We think of them as the enemy — and we jump with glee at the thought of any diet plan that doesn’t require us to count them.  Those pesky calories.

The good news is that on a low glycemic eating plan you really don’t have to count them.  However, you can’t just forget about them altogether. If you are faithfully eating from the green list with some from the yellow and an occasional red, but still aren’t losing weight, it may be that you are getting too much of a good thing and are consuming too many calories.

Calories, by the way, are not demonic little creatures that make us fat while we are sleeping. They are simply units of energy.  If you take in more than you spend, you will gain weight instead of losing it.  It’s like you are fueling your body up at the pump.  If you keep adding fuel and don’t spend it, your body will have to create new storage tanks to put it in.

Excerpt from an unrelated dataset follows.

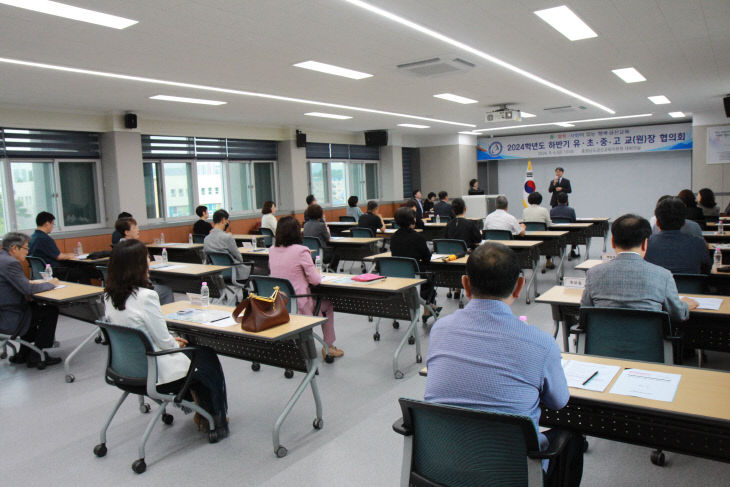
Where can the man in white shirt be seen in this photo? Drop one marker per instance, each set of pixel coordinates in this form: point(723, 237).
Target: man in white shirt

So if you aren’t losing, you can either eat less or exercise more — or both.  Some low glycemic foods that may be tripping you up:  Nuts.  They are terrific for your health and will keep your blood sugar steady and your energy up.  However, they contain lots of fuel.  Eat a handful, not the whole bag.

Dairy.  Cheese sticks or a square of cheese makes a great low-glycemic snack.  Eating a whole block won’t help you reach your goal.  Neither will ice cream.

Whole grains.  Even those on the green/yellow list can undo your good work.  Some folks have found that cutting out grains altogether makes the difference between a good weight loss and being stuck at a higher number.  Many people have an inherited condition that makes it difficult for their body to process grains.  If you aren’t seeing a loss, you might try leaving off all grains for a while.  See if going gluten-free makes a difference in how you feel and how you look.

Most people are able to eat comfortably on a low glycemic plan and won’t even have to worry about calories.  If you are one who tends to overdo, you may have to start keeping track of them for a while.  A food diary will be a big help in identifying problem areas.  And it will be temporary until the eating plan becomes a habit for you.